Si vous voulez discuter ....  :Very Happy: 

Je pense que je passerai en GentooPPC la semaine prochaine....

PS : Pourquoi migrer vers Gentoo PPC ? Pour avoir des programmes plus récents, 

contribuer aux ebuilds et utiliser un système de paquetage proche des ports FreeBSDs. 

[/url]

----------

## juju

Salut

Premierement j'ai en projet d'ecrire un tel document pour Gentoo (je pense que ce sera en anglais mais on verra). En revanche, je ne peux decemment donner une date.

Deuxiemement si tu souhaites utiliser Gentoo je te souhaites bienvenu au club.

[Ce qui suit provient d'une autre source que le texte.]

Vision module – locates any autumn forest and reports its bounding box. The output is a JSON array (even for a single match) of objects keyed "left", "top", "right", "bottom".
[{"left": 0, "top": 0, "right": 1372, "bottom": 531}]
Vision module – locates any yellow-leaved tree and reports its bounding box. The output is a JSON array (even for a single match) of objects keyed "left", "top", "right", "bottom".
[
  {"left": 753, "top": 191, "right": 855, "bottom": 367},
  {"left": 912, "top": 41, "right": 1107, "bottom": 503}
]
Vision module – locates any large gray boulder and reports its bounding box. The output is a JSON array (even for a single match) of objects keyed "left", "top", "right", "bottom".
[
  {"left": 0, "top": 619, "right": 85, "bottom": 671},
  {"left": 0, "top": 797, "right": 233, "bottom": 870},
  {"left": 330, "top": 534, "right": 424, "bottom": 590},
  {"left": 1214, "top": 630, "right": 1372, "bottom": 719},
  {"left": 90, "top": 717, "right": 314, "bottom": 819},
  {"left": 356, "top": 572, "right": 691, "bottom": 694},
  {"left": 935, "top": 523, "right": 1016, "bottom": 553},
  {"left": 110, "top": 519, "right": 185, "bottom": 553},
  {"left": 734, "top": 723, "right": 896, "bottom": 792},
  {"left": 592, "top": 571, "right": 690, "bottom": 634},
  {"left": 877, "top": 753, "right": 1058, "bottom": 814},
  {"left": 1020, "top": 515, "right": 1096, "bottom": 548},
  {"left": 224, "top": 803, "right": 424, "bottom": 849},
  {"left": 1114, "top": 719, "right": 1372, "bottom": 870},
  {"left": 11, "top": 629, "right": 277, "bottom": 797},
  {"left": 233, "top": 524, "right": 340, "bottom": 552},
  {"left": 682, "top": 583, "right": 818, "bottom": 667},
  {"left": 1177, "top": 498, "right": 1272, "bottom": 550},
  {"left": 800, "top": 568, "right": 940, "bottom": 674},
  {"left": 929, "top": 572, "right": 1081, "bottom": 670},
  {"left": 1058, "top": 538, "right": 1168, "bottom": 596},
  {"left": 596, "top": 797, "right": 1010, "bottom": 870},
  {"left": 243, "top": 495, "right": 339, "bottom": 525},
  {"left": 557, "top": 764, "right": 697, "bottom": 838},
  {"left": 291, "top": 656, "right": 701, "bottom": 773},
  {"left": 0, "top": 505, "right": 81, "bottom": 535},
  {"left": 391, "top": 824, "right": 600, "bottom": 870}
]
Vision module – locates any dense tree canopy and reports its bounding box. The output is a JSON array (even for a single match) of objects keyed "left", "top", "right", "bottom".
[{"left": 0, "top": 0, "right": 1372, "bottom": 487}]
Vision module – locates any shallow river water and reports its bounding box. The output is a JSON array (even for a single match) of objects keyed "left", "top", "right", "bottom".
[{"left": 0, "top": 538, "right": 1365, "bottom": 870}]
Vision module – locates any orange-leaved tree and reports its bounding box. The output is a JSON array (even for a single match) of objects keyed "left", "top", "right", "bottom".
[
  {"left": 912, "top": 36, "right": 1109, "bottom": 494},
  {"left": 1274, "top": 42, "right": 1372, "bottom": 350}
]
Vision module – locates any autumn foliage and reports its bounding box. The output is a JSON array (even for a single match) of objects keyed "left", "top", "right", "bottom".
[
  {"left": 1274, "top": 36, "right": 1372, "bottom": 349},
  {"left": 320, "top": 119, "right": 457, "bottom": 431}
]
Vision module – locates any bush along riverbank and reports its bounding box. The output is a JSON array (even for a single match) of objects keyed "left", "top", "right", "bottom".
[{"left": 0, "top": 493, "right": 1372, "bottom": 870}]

Quant a l'avantage de Gentoo sur d'autres distributions (notamment Mdk) c'est de pouvoir installer *exactement* ce dont tu as besoin. Par exemple je n'ai pas de support pour KDE ou Gtk dans de nombreux packages car j'utilise principalement des applis basees sur OpenMotif. Et puis portage est vraiment le meilleur gestionnaire de package que j'ai pu essayer (a mon avis mieux que RPM, apt...). Pour les packages recents faut dire que les developpeurs Gentoo sont assez reactifs mais encore une fois portage est vraiment excellent et ecrire tes propres ebuilds est vraiment simple (je le fais souvent car j'utilise des bibliotheques OCaml (langage fonctionnel developpe par l'INRIA) non supportees).

En revanche, cote defaut, bah, c'est beaucoup plus long a mettre en place... J'ai mis plusieurs heures pour compiler Gentoo stage1 (je ne sais plus exactement combien sur un G4 800MHz avec 640Mo de RAM). 

De toute facon une fois ton choix fait, n'hesite surtout pas,

Nous sommes la pour repondre a tes questions,

Julien

PS: j'habites dans la banlieue sud de Paris et je me rends regulierement dans Paris (pour ceux qui connaissent, merci Imagin'R  :Wink:  )

----------

## gentphil

C'est vrai que c'est un peu long à installer, mais avec la doc française et anglaise disponible sur le site, et en suivant pas à pas les instructions, on y arrive . Moi, je suis directement passé en stage 3, mais je suis NooB de chez NooB.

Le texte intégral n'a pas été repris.